En la caseta, los pasajeros no cabían en la pequeña estructura. Ella se colocó detrás de todos, cerca del
estacionamiento de una tienda que tiene dos tigres guardianes de cemento en la entrada. Desde ese punto
nadie la miraba y ella miraba las espaldas de todos. Esperó cerca de media hora para que bajará aquella
marea de trabajadores. En un Mañanitas -Vía España consiguió un asiento de la última fila. Por más lleno
que fuera un autobús nadie se sentaba allí porque el motor queda abajo y se calientan como un horno.

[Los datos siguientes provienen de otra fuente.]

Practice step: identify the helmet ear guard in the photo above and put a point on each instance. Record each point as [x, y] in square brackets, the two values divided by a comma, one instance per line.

Al cabo de hora y media, en el supermercado cerca de su casa, compró un pollo asado del tamaño de una
codorniz y un envase de ensalada de papa fría. Preparó el arroz blanco y en veinte minutos la cena estuvo
lista. La hija y la suegra no estaban. Se cambió de ropa, conectó el cordón eléctrico del arbolito de plástico
que aromatizaba con aerosol y se sentó a la mesa. Del árbol frondoso de pensamientos positivos de la
mañana ya no quedaban hojas y su rostro empezaba a agrietarse de la desazón.